Бантустан затих, затаился, зная мощь катеров Департамента – но комиссару-то отлично было знакомо это мнимое спокойствие. Он словно воочию видел, как некий запрятанный в трущобах детонатор отсчитывает секунды до взрыва – но обнаружить его не мог. Санитарная зона словно вымерла – Крысы, сколько их там ни есть, ушли в свои катакомбы, и пытаться достать их там было чистой воды самоубийством. По скупым сообщениям заместителей – он расставил их наблюдателями по штурмовым группам, запретив переговоры между собой – тоже не радовали. Полное затишье, Крыс и списанных измененных, видунов-неудачников и мутантов из других Бантустанов, санитарных зон и прилегающих пригородов словно корова языком слизнула. Такого комиссар припомнить не мог – обычно эта публика в ожидании заварухи активизировалась в надежде чем-то да поживиться…
Гремлин, похоже, был потерян окончательно, пройда вирт-актеришка тоже. Возможно, об их судьбе что-то знал Маркус или его компания, но эти вовсе не горели желанием делиться знанием с комиссаром. Бросать же против них штурмовиков комиссар откровенно опасался после фиаско с группой Мясника. Кто его знает, что у них еще в рукаве припрятано, а прилюдный разгром штурмовой группы был худшим из возможных вариантов – демонстрацией уязвимости Департамента и самого комиссара. Да и вообще он спинным мозгом чувствовал, что вводить сейчас в дело Силы быстрого реагирования нельзя. В преддверии Конца Света, когда его механизм уже запущен, начнется такая замятня, что обе неолуддитских войны покажутся воскресным шоу для дошкольников.
Потеряна была связь с парочкой верных прохвостов-измененных – сам же их и отослал на поиски этого гребаного мутанта с биопротезом!
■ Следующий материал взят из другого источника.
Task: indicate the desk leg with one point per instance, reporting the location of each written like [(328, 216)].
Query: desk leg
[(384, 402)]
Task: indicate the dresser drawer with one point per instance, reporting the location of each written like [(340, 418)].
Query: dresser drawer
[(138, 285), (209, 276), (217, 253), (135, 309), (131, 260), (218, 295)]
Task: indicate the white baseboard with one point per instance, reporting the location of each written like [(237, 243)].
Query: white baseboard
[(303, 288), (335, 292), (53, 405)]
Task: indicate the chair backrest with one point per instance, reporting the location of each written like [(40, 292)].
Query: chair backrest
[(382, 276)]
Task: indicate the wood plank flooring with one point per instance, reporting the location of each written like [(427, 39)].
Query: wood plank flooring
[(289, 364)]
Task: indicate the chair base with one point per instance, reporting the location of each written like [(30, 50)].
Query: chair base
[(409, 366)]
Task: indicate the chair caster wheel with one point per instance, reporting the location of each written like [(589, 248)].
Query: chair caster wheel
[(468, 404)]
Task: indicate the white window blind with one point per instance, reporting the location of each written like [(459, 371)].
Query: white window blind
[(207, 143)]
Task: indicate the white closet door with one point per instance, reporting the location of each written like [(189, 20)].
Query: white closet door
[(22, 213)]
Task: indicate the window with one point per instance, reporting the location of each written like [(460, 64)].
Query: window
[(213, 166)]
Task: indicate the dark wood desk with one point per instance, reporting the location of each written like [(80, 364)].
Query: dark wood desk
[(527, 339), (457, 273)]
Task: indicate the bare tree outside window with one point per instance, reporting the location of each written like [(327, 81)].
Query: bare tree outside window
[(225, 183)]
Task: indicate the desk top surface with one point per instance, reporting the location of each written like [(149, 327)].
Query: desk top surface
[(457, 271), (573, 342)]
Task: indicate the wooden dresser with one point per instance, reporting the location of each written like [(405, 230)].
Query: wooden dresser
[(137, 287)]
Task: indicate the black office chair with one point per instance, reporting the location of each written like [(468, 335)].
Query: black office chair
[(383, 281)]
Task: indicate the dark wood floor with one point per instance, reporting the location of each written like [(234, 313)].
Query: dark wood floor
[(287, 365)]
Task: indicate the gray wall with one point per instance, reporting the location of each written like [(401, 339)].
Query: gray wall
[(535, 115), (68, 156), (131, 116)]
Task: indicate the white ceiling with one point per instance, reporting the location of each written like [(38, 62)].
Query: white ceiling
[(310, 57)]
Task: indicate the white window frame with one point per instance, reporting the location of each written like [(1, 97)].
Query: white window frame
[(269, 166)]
Потеряна связь с Шестиглазым – эта ушлая тварь физически пребывала в пределах досягаемости, но все вызовы блокировались. Не иначе, друг детства ушуршал в вирт или еще куда в поисках ответов на все вопросы бытия… И Ченг, зараза, тоже на связь не выходил. Вакуум. Даже человечек на станции «Соляриса» куда-то исчез… или его исчезли?
Архивные обрывки по теме «Ложа» оказались сплошным разочарованием. Пяток скупых рапортов времен Второй глобализации о начале некоего сверхсекретного эксперимента плюс коллекция совершенно фантастических баек о каких-то бессмертных интеллектуалах, являющихся чуть ли не тайным мировым правительством. Кошмар конспиролога. Бред полнейший, тут даже комиссаром Департамента быть не надо, чтобы это понять. Что ж, комиссар давно уже подозревал, что сетевая чума была отнюдь не случайным и не единичным событием… Архивы чистили вполне целенаправленно – может быть, тот же Маркус.
В общем, шеф Департамента откровенно маялся и чуть на стенку не лез. Так что зуд «умной» татуировки и еле слышимый комариный писк экстренного вызова чуть ли не заставили его подскочить. Мысленно скомандовав «прием», комиссар только усилием воли сдержал облегченный вздох: над столом проявилась голографическая проекция Ченга, вписанная в тот же формат небольшой странички.
- Нас не слышат? – вместо приветствия осведомился «серый кардинал» «Нирваны». Выглядел он прямо-таки на себя не похожим: всклокоченный, небритый, под глазами круги, вместо элегантного белого костюмчика – «нетленный» комбез, заляпанный чем-то маслянистым. Неизменная тросточка, которой он нервно постукивал себя по плечу, выглядела совершенно несерьезной и неуместной. Комиссар как-то вдруг почувствовал, что этот человек в самом деле очень, очень стар, старше, чем можно себе представить.
- Обижаете. Где вас черти…
- Неважно. Потом. Вы… нашли хоть кого-нибудь?
- Потерял, - угрюмо буркнул комиссар. – А вы?
Ченг выдал какую-то трескучую фразу на жутком трущобном диалекте, которого комиссар не знал. Судя по тону, монумент невозмутимости крыл черным матом ситуацию в целом, а возможно, и комиссара лично. В другой ситуации от злорадной улыбочки было бы трудновато удержаться, но комиссару тоже было не до улыбок.